Ronald Kinsella, 70, a lifelong South Country resident, voiced support for the budget.
"If we don't pass the budget, it fails and now we'll have an educational system that's falling apart," he said.
Dilemma follows failed vote
Any districts failing to muster required majorities Tuesday face unenviable choices: Put up the same budgets in June and risk voter rebuffs and tax freezes, or cut proposed spending and students services -- and hope a reduced spending plan draws enough public support to pass in the re-vote.
To avoid such scenarios, some districts are emphasizing the need to get budgets approved in the first round.
"First vote counts -- one and done," said Charles Cardillo, the Manhasset schools chief, repeating a theme used often by his district this season.
Manhasset's proposed $89.2-million budget would raise taxes 5.98 percent, which is beyond its 0.15 percent cap.
Rising costs in Manhasset, as in other districts, are largely in the area of state-managed pensions. Local school officials contend they have little control over such expenses, and public reaction at budget hearings has been largely muted.
Still, there have been flashes of irritation.
At a May 8 budget hearing in Baldwin, district officials had barely launched into an explanation of their $121.5-million spending plan when they began getting questions from some of the 50-plus residents packed into a small board room.
Baldwin's budget would raise taxes 7 percent, well beyond its 3.14 percent cap.
One resident, Fred Wilmer, wanted to know why district officials started the discussion by describing their budget increase as $1.58 a day for the average homeowner, rather than providing a larger annual figure, which was $575.
"This is like a snow job," said Wilmer, 73, a retired backhoe operator.
Some residents supported the district's position, noting that "no" votes could result in elimination of popular programs. But there were disapproving murmurs from the audience when officials confirmed that their long-range financial plan envisions three annual 6-percent tax hikes, on top of next year's 7 percent.
Baldwin has maintained that it needs to rebuild cash reserves after drawing down on those funds in the past.
"That's really what it's going to take to get the district back on track," Superintendent James Mapes said.
Bay Shore also has seen sharp exchanges. The district's $143.6-million budget would raise taxes 6.37 percent, contrasted with a 3.17 percent cap.
At a May 13 hearing, Maureen Virsinger, assistant superintendent for business, defended the budget in front of an audience of about 100 residents as an effort "to sustain as much as possible the programs that we have."
But Jenn Vignola, 53, declared she opposes any hike.
"We shouldn't be saying how much can [taxes] increase, it should be how much can we lower it," Vignola said.

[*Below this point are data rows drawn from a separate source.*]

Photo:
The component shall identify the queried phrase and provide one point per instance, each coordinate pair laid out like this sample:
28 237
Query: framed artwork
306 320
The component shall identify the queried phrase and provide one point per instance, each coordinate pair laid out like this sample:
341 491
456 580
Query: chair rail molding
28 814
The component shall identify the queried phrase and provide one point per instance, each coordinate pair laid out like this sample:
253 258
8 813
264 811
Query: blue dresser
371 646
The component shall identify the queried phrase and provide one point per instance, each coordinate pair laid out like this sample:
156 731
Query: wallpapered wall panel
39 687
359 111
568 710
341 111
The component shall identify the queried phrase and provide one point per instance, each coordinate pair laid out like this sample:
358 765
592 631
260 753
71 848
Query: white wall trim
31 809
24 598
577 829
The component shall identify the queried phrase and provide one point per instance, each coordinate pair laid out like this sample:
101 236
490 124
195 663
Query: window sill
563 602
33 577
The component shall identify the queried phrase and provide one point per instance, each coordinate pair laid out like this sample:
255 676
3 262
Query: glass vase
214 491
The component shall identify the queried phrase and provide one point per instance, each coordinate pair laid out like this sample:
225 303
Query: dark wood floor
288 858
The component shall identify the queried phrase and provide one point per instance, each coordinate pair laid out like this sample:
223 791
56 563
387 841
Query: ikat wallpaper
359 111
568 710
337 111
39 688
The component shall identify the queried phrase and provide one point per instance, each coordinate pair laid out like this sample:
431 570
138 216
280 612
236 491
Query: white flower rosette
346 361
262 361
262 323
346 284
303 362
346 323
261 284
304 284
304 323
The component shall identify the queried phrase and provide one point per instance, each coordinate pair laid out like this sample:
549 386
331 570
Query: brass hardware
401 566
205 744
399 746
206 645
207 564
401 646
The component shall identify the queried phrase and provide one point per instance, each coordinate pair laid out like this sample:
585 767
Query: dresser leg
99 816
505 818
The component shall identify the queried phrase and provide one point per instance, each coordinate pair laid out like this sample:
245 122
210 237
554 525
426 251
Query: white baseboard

WHY THE TAX CAP LIMIT CAN BE EXCEEDED
Long Island school districts are proposing tax hikes averaging 3.27 percent for the 2013-14 school year -- increases that have raised eyebrows at recent board meetings.
Why, some taxpayers have asked, should property-tax collections rise at this pace? Hasn't New York State clamped a 2 percent cap limit on such increases?
In fact, a statewide 2 percent cap has been in place for nearly two years now. But cap limits for individual districts may be either higher or lower than that, depending on the circumstances.
For example, certain school costs are excluded from the basic 2 percent limit, Albany's rationale being that this makes the entire system more equitable.
Among excluded costs are any large increases in district contributions to a state pension fund for teachers and other professionals. In the coming school year, contributions will rise from 11.84 percent of payroll to 16.25 percent of payroll.
That mandatory contribution will be the biggest single driver of school costs next year, and most of it is excluded from the basic 2 percent cap.
In effect, that means that cap limits for individual districts have been adjusted upward for next year, allowing them to raise tax revenue to pay for pensions without taking money away from other school priorities.